DONALD MCGLOTHLIN, RYAN'S FATHER: Well, you had to know Ryan, there wasn't -- once he made up his mind it was pretty well made up. And he had years of thought that he had given to being a military service member.
I did express my concerns about the fact he might be doing something that could get him killed or wounded in a way that would change his life. And he was fully aware of that.
So I asked him if there was some other way, some other way that he might be able to serve the country because that was what he wanted to do. And Ryan said, you know, that basically that he had been born into privilege, and that he felt that it was as much his burden being a privileged citizen to carry the burden of protecting our land and his fellow countrymen, as it was for anyone else who might be in the Marine Corps or in the military.
So he felt a special duty to go and help protect this country.
BLITZER: Even though, Ruth, he didn't -- the president said he didn't vote for the president in the last election. He did believe in this operation in Iraq, I take it. Tell us some of the things he said to you.
R. MCGLOTHLIN: Actually, I don't feel Ryan felt that when we first went to war that was the right place or the right time. And that's why we wanted to make sure that the White House understood that. He felt if we were going to go to war we should have been in Afghanistan, and I think he felt war should have been the last resort or last possible resort. And I'm not sure he felt that it was.
What he did feel that once we went there, and we tore down the government they did know, and disrupted their country, we had an obligation to fix what we had destroyed. And he very strongly believed in that.
D. MCGLOTHLIN: Wolf, in the letter that he wrote to his mother and asked her to give a copy to me, once he got there on the ground and was actually engaged in the clearing of these cities up in the Euphrates Valley near the Syrian border he also found another reason to be there. It wasn't just to protect his fellow countrymen.
And that was the fact he said that you had to see, in the letter he says, you just have to see these poor terrorized Iraqi citizens and how grateful they were when the Marines finally came to their cities to get rid of the terrorists.
And he said that the Iraqi citizens deserve to be free of the terrorists. And he talked about the hideous actions that they had taken against the Iraqi population.

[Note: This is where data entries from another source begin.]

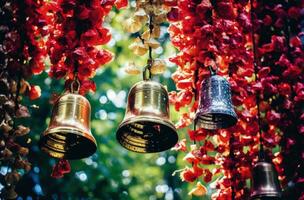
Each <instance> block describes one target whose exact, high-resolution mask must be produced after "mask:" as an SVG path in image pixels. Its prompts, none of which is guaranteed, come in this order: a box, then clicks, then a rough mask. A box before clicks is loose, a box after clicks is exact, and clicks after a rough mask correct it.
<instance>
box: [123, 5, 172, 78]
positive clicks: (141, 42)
mask: <svg viewBox="0 0 304 200" xmlns="http://www.w3.org/2000/svg"><path fill="white" fill-rule="evenodd" d="M169 10H170V7H169V6H167V5H166V4H164V3H163V2H162V1H160V0H155V1H148V0H144V1H137V2H136V11H135V12H134V16H132V17H130V18H128V19H127V20H126V22H125V24H124V29H125V30H126V31H127V32H129V33H133V34H134V33H137V34H138V35H139V36H138V37H137V38H136V39H135V40H134V41H133V43H132V44H131V45H130V46H129V48H130V49H131V51H132V52H133V53H134V54H135V55H138V56H143V55H145V54H147V53H148V52H149V61H148V62H149V63H148V64H149V65H150V66H149V68H150V72H151V74H162V73H163V72H164V71H165V66H166V62H165V61H164V60H162V59H152V50H155V49H157V48H159V47H160V43H159V42H158V41H157V38H159V37H160V30H161V28H160V25H161V24H162V23H163V22H165V21H166V20H167V13H168V12H169ZM141 31H142V34H141V33H140V32H141ZM124 69H125V71H126V73H128V74H132V75H136V74H140V73H141V71H142V70H141V69H140V68H139V67H138V66H136V65H135V63H134V61H132V62H130V63H128V64H127V65H126V66H125V68H124Z"/></svg>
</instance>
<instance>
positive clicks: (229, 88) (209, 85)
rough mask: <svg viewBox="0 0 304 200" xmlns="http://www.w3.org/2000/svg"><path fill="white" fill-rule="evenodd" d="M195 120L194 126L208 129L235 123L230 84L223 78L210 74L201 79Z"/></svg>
mask: <svg viewBox="0 0 304 200" xmlns="http://www.w3.org/2000/svg"><path fill="white" fill-rule="evenodd" d="M195 120H196V128H204V129H209V130H216V129H221V128H228V127H231V126H233V125H235V124H236V123H237V115H236V113H235V111H234V109H233V105H232V101H231V89H230V85H229V82H228V81H227V80H226V79H225V78H223V77H221V76H218V75H212V76H210V77H209V78H206V79H205V80H203V81H202V83H201V93H200V100H199V108H198V111H197V113H196V116H195Z"/></svg>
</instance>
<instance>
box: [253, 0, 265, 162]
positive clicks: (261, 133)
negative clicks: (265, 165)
mask: <svg viewBox="0 0 304 200" xmlns="http://www.w3.org/2000/svg"><path fill="white" fill-rule="evenodd" d="M253 1H254V0H250V17H251V26H252V27H251V39H252V51H253V66H254V75H255V81H256V82H257V80H258V64H257V62H258V60H257V52H256V44H255V37H254V34H255V33H254V6H253ZM256 104H257V111H258V128H259V143H260V151H259V159H260V160H264V159H265V155H264V146H263V138H262V129H261V112H260V92H259V91H257V92H256Z"/></svg>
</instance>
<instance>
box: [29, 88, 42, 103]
mask: <svg viewBox="0 0 304 200" xmlns="http://www.w3.org/2000/svg"><path fill="white" fill-rule="evenodd" d="M40 96H41V89H40V87H39V86H36V85H35V86H31V87H30V91H29V97H30V100H35V99H38V98H39V97H40Z"/></svg>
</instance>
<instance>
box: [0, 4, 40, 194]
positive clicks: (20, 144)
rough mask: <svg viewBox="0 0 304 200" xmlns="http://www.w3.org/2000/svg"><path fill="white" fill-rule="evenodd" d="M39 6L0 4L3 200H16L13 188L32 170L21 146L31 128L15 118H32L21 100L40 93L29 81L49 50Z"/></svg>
mask: <svg viewBox="0 0 304 200" xmlns="http://www.w3.org/2000/svg"><path fill="white" fill-rule="evenodd" d="M38 7H39V4H36V3H34V2H32V1H24V2H23V1H11V0H5V1H1V3H0V11H1V14H0V15H1V22H0V38H1V39H0V113H1V114H0V158H1V166H3V167H7V168H8V170H7V173H6V174H4V175H1V176H4V177H2V179H3V180H4V182H1V183H2V184H3V183H4V188H3V189H2V191H1V198H3V199H15V198H16V197H17V194H16V192H15V190H14V188H15V185H16V184H17V183H18V181H19V180H20V178H21V174H20V172H21V171H22V170H23V171H25V172H28V171H29V170H30V169H31V164H30V163H29V162H28V161H27V155H28V153H29V149H28V148H27V147H25V146H22V145H21V144H20V141H22V139H21V138H24V136H25V135H27V134H28V133H29V132H30V129H29V128H28V127H25V126H23V125H22V124H20V123H18V121H17V120H16V119H18V118H25V117H29V116H30V113H29V110H28V108H27V107H26V106H24V105H22V104H21V100H22V97H23V96H28V97H29V98H30V99H31V100H34V99H37V98H39V96H40V93H41V91H40V88H39V86H35V85H30V84H29V83H28V82H27V81H26V80H27V79H29V78H30V77H31V76H32V75H33V74H37V73H40V72H41V71H42V70H43V69H44V63H43V58H44V56H45V53H46V51H45V49H44V41H43V40H42V35H41V34H42V33H41V32H40V31H39V29H41V28H42V27H43V23H40V22H39V21H38V20H37V19H38V16H39V13H36V12H34V11H35V9H37V8H38ZM17 138H18V141H19V142H18V141H17ZM28 141H29V142H30V140H28Z"/></svg>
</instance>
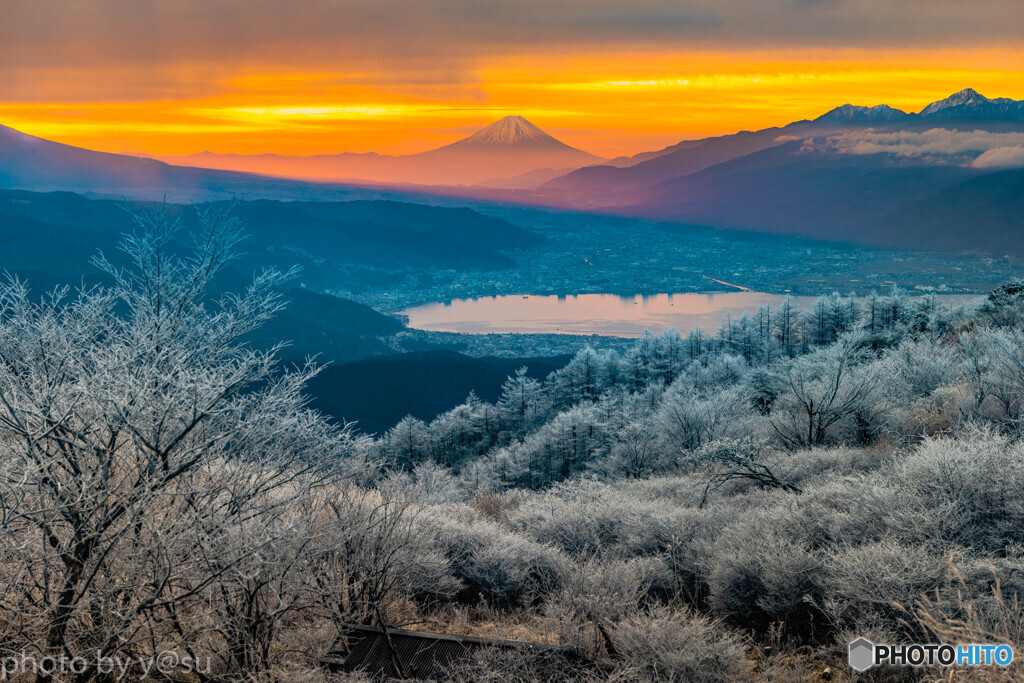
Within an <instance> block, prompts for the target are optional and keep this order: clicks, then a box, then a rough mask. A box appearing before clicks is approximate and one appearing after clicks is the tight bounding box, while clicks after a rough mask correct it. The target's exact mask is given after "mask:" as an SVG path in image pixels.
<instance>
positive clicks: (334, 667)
mask: <svg viewBox="0 0 1024 683" xmlns="http://www.w3.org/2000/svg"><path fill="white" fill-rule="evenodd" d="M388 640H390V644H388ZM339 644H340V645H341V644H343V645H344V650H343V651H337V652H331V653H329V654H328V655H327V656H325V657H324V664H326V665H328V666H329V667H331V668H332V669H333V670H339V671H344V672H355V671H359V672H362V673H366V674H370V675H373V676H386V677H394V678H397V677H399V676H400V675H404V676H406V677H408V678H434V677H438V676H443V675H444V673H445V672H446V671H449V670H450V669H451V668H452V666H453V665H454V664H456V663H457V661H458V660H459V659H462V658H464V657H466V656H468V655H469V654H470V653H471V652H472V651H474V650H477V649H480V648H484V647H498V648H502V649H510V648H515V649H559V650H565V649H566V648H562V647H554V646H550V645H541V644H537V643H526V642H521V641H516V640H497V639H492V638H477V637H474V636H454V635H450V634H444V633H427V632H422V631H403V630H399V629H387V631H386V633H385V630H384V629H380V628H375V627H368V626H352V627H349V628H348V630H347V631H346V633H345V634H344V635H343V637H342V640H341V641H340V642H339ZM566 651H568V650H566ZM342 659H343V661H342ZM397 667H400V672H399V671H398V669H397Z"/></svg>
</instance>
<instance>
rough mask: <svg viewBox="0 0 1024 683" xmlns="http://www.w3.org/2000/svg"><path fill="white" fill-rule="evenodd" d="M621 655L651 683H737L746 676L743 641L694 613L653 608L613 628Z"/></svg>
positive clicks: (639, 673)
mask: <svg viewBox="0 0 1024 683" xmlns="http://www.w3.org/2000/svg"><path fill="white" fill-rule="evenodd" d="M610 636H611V640H612V642H613V643H614V645H615V648H616V650H617V651H618V653H620V654H621V655H622V656H623V657H624V658H625V659H626V661H628V663H629V664H630V665H631V666H632V667H633V668H634V669H635V670H636V671H638V672H639V674H640V678H641V679H643V680H649V681H655V680H656V681H678V682H680V683H683V682H708V683H711V682H713V681H735V680H737V679H739V678H741V677H743V675H744V674H745V673H746V666H745V664H744V660H743V658H744V657H743V655H744V651H743V642H742V641H741V640H740V639H739V637H738V636H736V635H734V634H733V633H731V632H730V631H728V630H726V628H725V627H723V626H722V625H720V624H718V623H716V622H713V621H711V620H709V618H708V617H706V616H699V615H697V614H694V613H692V612H685V611H676V610H672V609H669V608H667V607H662V606H655V607H651V608H650V609H649V610H647V611H644V612H641V613H637V614H632V615H630V616H627V617H626V618H624V620H622V621H621V622H618V623H616V624H615V625H614V627H613V628H612V629H611V633H610Z"/></svg>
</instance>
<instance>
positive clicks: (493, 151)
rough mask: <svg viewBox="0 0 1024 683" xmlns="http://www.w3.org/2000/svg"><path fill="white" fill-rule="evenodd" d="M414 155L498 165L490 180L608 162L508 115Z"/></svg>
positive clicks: (486, 164) (585, 165)
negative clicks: (450, 140) (502, 117)
mask: <svg viewBox="0 0 1024 683" xmlns="http://www.w3.org/2000/svg"><path fill="white" fill-rule="evenodd" d="M414 156H415V157H418V158H420V159H431V160H435V161H441V162H444V163H453V162H457V161H458V162H462V163H466V164H470V165H472V166H483V167H485V166H488V165H496V167H495V168H494V170H495V171H496V172H498V173H499V175H494V176H490V177H511V176H512V175H518V174H519V173H526V172H527V171H534V170H537V169H542V168H579V167H581V166H587V165H590V164H600V163H602V162H604V161H605V160H604V159H602V158H600V157H596V156H594V155H592V154H589V153H587V152H584V151H583V150H577V148H575V147H572V146H569V145H568V144H565V143H564V142H562V141H561V140H558V139H555V138H554V137H552V136H551V135H548V134H547V133H546V132H544V131H543V130H541V129H540V128H538V127H537V126H535V125H534V124H531V123H530V122H529V121H526V119H524V118H522V117H521V116H507V117H505V118H504V119H501V120H499V121H496V122H495V123H493V124H490V125H489V126H487V127H486V128H483V129H481V130H478V131H476V132H475V133H473V134H472V135H470V136H469V137H464V138H463V139H461V140H459V141H457V142H453V143H452V144H445V145H444V146H443V147H438V148H437V150H431V151H430V152H424V153H422V154H419V155H414ZM510 170H511V171H513V172H512V173H510V172H509V171H510Z"/></svg>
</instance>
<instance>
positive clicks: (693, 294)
mask: <svg viewBox="0 0 1024 683" xmlns="http://www.w3.org/2000/svg"><path fill="white" fill-rule="evenodd" d="M815 298H816V297H793V299H794V303H796V304H797V306H799V308H800V309H801V310H807V309H808V308H809V307H810V306H811V304H812V303H813V302H814V300H815ZM969 298H971V297H965V296H961V295H955V296H942V297H939V299H940V300H942V302H943V303H944V304H946V305H950V304H955V303H959V302H961V301H963V300H965V299H969ZM783 299H785V297H784V296H783V295H778V294H765V293H763V292H722V293H716V294H653V295H649V296H639V295H638V296H618V295H616V294H578V295H573V296H524V295H508V296H495V297H481V298H479V299H454V300H452V301H446V302H443V303H429V304H425V305H422V306H416V307H414V308H409V309H407V310H403V311H401V312H402V314H404V315H408V316H409V325H410V327H412V328H416V329H419V330H432V331H436V332H463V333H470V334H486V333H488V332H497V333H509V332H519V333H535V334H538V333H541V334H569V335H594V334H596V335H610V336H615V337H639V336H640V335H641V334H642V333H643V331H644V330H650V331H651V332H662V331H664V330H668V329H669V328H675V329H676V330H678V331H679V332H681V333H683V334H686V333H687V332H689V331H690V330H693V329H696V328H702V329H703V330H706V331H708V332H710V333H714V332H715V331H717V330H718V327H719V325H720V324H721V322H722V319H723V318H725V317H726V315H732V316H733V317H738V316H740V315H742V314H743V312H750V313H751V314H754V313H755V312H756V311H757V309H758V308H759V307H761V306H765V305H767V306H771V309H772V310H774V309H775V308H776V307H777V306H778V305H780V304H781V303H782V301H783Z"/></svg>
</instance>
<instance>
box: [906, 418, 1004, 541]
mask: <svg viewBox="0 0 1024 683" xmlns="http://www.w3.org/2000/svg"><path fill="white" fill-rule="evenodd" d="M888 476H889V477H891V480H892V485H893V487H894V488H896V489H897V490H899V492H900V495H899V496H898V497H897V498H896V500H895V501H894V503H895V505H893V506H892V508H891V511H890V512H889V513H888V515H887V517H886V519H887V523H888V524H889V525H890V526H891V527H892V528H893V530H894V531H895V532H896V533H898V535H900V536H901V537H902V538H906V539H909V540H914V539H932V540H935V541H937V542H941V543H948V544H952V545H959V546H963V547H973V548H977V549H980V550H986V551H998V550H1001V549H1002V548H1005V547H1006V546H1007V545H1011V544H1020V543H1022V542H1024V497H1022V496H1021V490H1024V444H1022V443H1020V442H1016V441H1011V440H1009V439H1008V438H1007V437H1006V436H1002V435H999V434H998V433H996V432H995V431H994V430H992V429H991V428H988V427H972V428H969V429H967V430H966V431H965V432H963V433H962V434H961V435H959V436H957V437H953V438H931V439H928V440H926V441H924V442H923V443H922V444H921V445H920V446H919V447H918V449H916V450H915V451H914V452H913V453H912V454H910V455H908V456H906V457H905V458H902V459H899V460H898V461H896V463H895V464H894V465H893V468H892V470H891V472H890V473H888Z"/></svg>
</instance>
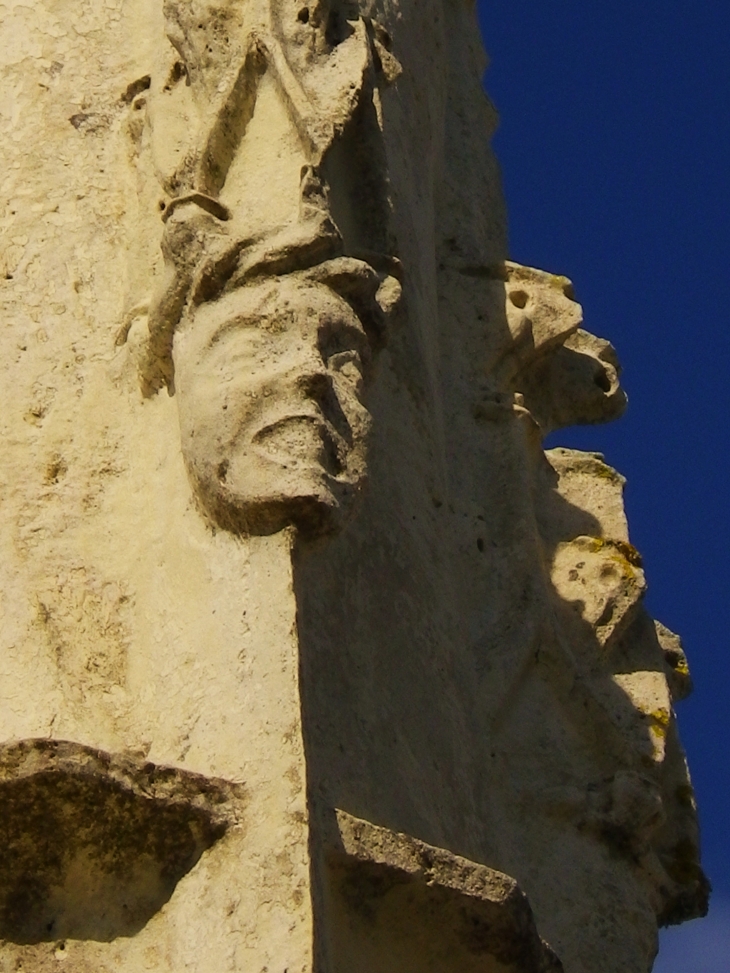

So in his letter he said that his convictions were reaffirmed, and he believed more than ever that we needed to be there. And he also said that it would be -- that anyone who had seen what his Marines had seen and he had seen would never think of leaving the job left partly done. That we needed to be there until the Iraqi Army was able to take care of the security for their own population.
Not to do that was to ensure the persistence of terrorism and the fear that population and then later us would have.
BLITZER: Donald McGlothlin and Ruth McGlothlin, our deepest condolences. What a remarkable son you had. What a heroic patriot and good luck to both of you down the road.
D. MCGLOTHLIN: Could I say one last thing?
BLITZER: Of course.
D. MCGLOTHLIN: Could I say one last thing please? We would be remiss in not saying that Ryan would not want the attention that he is getting by the press. He was devoted to the Marines and there were four other Marines that died the day that Ryan died and 11 in his platoon that were wounded. Some of them very seriously. One lost a leg and lost a thumb.
Every man that was over there was there with the conviction that they were doing the right thing for our country. And those Marines and all their families need to be remembered, as well.